The city is dirty, poverty stricken and full of people who will take advantage of her and her husband. There is violence and drugs and unbearable tragedy around every corner. As Abida moves from a filthy apartment, to the faded splendour of a whore house and then to the mansion house of a drug dealer, her loyal and loving father also faces his own precarious journey.
It is rare that I have to set down a book to take a breather. The absolute pain and utter desolation of Abida's situation became unbearable for me at times, and I had to do just that. Set it aside, gather myself together and breathe, before I could continue.
Awais Khan's writing is masterful. He captures the small village community and then the sprawling city life so very well. It is enthralling; the sights, the sounds, the smells are described so vividly and with such authenticity, there is no doubt that this is an author who knows exactly what he is writing about.
As we look around our world and see and hear about the terrible things that are happening throughout, it can be difficult to read about it in fiction too. However, for me, this book gave me an awareness and an insight into the whys and the hows, far more than any TV news broadcast will ever do. Whilst the subject matter is shocking, it is never exploitative, it is never done purely for the shock factor. It is sensitively and often beautifully captured.

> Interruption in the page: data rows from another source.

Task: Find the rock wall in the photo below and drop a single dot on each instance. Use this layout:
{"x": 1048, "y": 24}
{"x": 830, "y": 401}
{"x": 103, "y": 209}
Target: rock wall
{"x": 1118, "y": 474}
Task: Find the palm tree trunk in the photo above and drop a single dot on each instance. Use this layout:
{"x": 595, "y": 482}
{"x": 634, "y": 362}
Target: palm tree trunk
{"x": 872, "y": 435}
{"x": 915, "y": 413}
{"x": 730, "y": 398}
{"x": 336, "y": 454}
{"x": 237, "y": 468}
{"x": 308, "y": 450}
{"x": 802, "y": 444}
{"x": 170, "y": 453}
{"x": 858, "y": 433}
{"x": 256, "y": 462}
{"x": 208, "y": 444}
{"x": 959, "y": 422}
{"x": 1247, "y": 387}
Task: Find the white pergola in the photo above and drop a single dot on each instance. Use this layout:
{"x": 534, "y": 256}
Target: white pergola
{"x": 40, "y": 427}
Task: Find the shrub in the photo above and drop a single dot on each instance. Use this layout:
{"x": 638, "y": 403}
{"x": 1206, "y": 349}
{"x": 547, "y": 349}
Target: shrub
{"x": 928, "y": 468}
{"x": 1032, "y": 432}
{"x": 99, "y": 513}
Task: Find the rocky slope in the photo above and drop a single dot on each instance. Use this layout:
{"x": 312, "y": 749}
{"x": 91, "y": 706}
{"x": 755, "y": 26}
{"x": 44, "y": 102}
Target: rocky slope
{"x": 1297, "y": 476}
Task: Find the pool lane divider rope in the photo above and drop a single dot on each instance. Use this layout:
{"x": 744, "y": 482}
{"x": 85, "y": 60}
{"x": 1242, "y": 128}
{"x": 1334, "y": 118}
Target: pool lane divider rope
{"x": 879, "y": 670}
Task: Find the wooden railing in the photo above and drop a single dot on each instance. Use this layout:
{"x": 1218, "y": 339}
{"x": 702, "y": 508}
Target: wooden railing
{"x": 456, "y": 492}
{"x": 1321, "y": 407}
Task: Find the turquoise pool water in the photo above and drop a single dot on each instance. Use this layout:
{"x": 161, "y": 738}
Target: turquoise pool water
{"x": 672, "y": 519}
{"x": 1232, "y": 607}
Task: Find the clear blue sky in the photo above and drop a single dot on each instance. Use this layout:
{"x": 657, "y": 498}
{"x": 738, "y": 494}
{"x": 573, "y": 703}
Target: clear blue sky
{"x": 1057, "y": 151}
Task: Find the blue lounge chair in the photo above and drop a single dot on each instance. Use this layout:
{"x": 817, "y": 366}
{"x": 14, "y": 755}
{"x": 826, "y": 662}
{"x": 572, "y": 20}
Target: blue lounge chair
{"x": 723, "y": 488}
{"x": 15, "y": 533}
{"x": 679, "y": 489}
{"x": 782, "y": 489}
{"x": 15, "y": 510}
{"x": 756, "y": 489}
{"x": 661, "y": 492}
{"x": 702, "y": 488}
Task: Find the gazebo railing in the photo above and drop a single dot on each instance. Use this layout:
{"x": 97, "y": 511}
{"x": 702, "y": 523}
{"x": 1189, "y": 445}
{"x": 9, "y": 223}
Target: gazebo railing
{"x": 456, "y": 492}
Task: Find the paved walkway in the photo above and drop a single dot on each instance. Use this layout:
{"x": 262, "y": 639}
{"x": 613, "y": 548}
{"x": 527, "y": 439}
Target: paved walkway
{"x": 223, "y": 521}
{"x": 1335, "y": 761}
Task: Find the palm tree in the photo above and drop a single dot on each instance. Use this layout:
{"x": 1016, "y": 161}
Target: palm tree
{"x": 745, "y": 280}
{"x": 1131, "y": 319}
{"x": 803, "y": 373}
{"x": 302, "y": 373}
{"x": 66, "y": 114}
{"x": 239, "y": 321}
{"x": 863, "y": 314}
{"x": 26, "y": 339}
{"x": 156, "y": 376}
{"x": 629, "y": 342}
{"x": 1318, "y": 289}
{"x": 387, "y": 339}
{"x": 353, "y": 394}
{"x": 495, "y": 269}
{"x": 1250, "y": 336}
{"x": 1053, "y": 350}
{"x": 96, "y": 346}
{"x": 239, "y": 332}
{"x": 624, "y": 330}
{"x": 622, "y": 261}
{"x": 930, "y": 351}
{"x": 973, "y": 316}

This is a very special book. One that will stay with me forever, and one that I will re-read, for sure.
Highly recommended, and is now up there as one of my books of the year so far.
His debut novel, In the Company of Strangers, was published to much critical acclaim, and he now regularly appears on TV and radio.
Awais also teaches a popular online creative writing course to aspiring writers around the world.
He lives in Lahore and is currently working on his third novel.